Not too much of  adifference, just about 5 more grams of fat & about 40 calories more than chicken breast.. and much tastier because of the higher fat... I buy chicken thights all the time.. and what most people get even more surprised to know is that leaving the skin on the chicken breast or thigh only adds around 50 calories and like 5 grams of additional fat.


----------



## Lulu66 (Aug 7, 2012)

On chicken, i like the breast better, less fat and shit. Also more versatile on thr ways you can cook it. Now if ur talking turkey... I take the tight any time. Not a big fan of chicken either. Many years ago when i wHen i went to see my doc for pubertal gyno, the dumbass told me it was the estrogen injected in the chicken thet was giving me gyno, and sent me on my way.


----------



## AndroSport (Aug 7, 2012)

I don't know the exact numbers but I do know the dark meat is colored differently because it has more blood vessels running through it than the breast... some extra fat etc. In the nutrition courses I took in college I was told that the actual differences in calories & fat content are not massive and it's mostly a matter of which you prefer... although when discussing this you are not typically discussing the content and nutrition as to fit a "bodybuilders diet" so to speak.


----------



## TheLupinator (Aug 18, 2012)

hmm where i am they cost the same per lb... I buy both so I can do a low fat chicken breast meal with complex carbs for lunch then switch to a higher fat content meal of chicken thighs with veggies for dinner..


----------



## PillarofBalance (Aug 18, 2012)

Thighs taste much much better IMO...


----------



## NbleSavage (Aug 19, 2012)

mlupi319 said:


> hmm where i am they cost the same per lb... I buy both so I can do a low fat chicken breast meal with complex carbs for lunch then switch to a higher fat content meal of chicken thighs with veggies for dinner..

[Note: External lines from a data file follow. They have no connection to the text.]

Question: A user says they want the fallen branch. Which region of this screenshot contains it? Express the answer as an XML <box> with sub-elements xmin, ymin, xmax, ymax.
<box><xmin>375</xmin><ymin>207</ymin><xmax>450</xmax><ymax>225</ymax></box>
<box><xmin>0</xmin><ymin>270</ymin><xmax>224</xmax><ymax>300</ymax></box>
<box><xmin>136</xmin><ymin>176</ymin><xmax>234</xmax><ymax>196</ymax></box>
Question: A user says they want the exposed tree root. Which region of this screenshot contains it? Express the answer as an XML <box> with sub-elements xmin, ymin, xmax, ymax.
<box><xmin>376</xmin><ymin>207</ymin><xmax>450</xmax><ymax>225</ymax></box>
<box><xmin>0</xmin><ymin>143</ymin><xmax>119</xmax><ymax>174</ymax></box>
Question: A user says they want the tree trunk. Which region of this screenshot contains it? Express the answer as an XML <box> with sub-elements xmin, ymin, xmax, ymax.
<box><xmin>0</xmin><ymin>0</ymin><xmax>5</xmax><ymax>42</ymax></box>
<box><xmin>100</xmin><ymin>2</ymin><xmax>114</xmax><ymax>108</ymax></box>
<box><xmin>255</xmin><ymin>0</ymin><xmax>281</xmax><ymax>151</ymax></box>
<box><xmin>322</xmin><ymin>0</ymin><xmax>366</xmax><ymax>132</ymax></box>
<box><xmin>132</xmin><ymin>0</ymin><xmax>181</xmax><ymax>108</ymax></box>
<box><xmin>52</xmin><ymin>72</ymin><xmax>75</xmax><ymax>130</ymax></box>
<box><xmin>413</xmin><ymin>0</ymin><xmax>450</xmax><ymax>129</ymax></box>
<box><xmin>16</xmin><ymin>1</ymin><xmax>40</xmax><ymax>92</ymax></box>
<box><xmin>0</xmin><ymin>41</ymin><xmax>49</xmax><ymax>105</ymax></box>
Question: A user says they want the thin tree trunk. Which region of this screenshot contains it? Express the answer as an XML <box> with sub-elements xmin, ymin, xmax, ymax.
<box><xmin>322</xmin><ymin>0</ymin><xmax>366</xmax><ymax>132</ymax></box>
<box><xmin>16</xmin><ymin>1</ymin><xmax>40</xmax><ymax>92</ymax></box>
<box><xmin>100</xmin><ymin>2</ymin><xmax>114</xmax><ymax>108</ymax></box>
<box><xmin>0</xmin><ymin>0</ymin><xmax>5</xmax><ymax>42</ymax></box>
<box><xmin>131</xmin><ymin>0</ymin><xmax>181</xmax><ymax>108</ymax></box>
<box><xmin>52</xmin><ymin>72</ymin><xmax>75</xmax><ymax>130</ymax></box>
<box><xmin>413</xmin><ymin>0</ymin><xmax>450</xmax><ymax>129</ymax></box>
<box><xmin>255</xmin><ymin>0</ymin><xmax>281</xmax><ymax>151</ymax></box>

Very similar approach here, Mate. Buy 'em both when they go on sale.


----------



## theminister (Aug 24, 2012)

From what I know its two different sources of fat. Natural Saturated versus whatever else it is. I have to change from breast to thigh when I went though PCT - 3j diet


----------



## Spongy (Aug 26, 2012)

I honestly switch back and forth.  I'm not a fan of breasts for whatever reason, but I recognize that it IS a bit healthier so I try to use boobs for at least 2 meals, thighs for 1, then fish and beef for the other two (breakfast is eggs).


----------



## coltmc4545 (Aug 26, 2012)

I'm an ass man myself. 


Ohhhhhhhhh were talking about chicken. I like thighs better but eat more breasts. I have to cut the breasts in 2-3 pieces before I grill it otherwise it's just too dry. Good info on the calorie and fat difference though I didn't know it was that slight of a difference. Now I won't feel like a fat ass when I eat thighs.


----------



## Hockeyplaya18 (Sep 12, 2012)

I prefer the breasts of a Chicken, and the thighs of a women, and dont you ever forget that


----------



## Rosco FleX (Sep 12, 2012)

AndroSport said:


> I don't know the exact numbers but I do know the dark meat is colored differently because it has more blood vessels running through it than the breast... some extra fat etc. In the nutrition courses I took in college I was told that the actual differences in calories & fat content are not massive and it's mostly a matter of which you prefer... although when discussing this you are not typically discussing the content and nutrition as to fit a "bodybuilders diet" so to speak.



I laughed out loud a bit when I saw your newly edited avatar, lol.


----------



## Rosco FleX (Sep 12, 2012)

I'm a darker meat kinda guy with my poultry and my women.


----------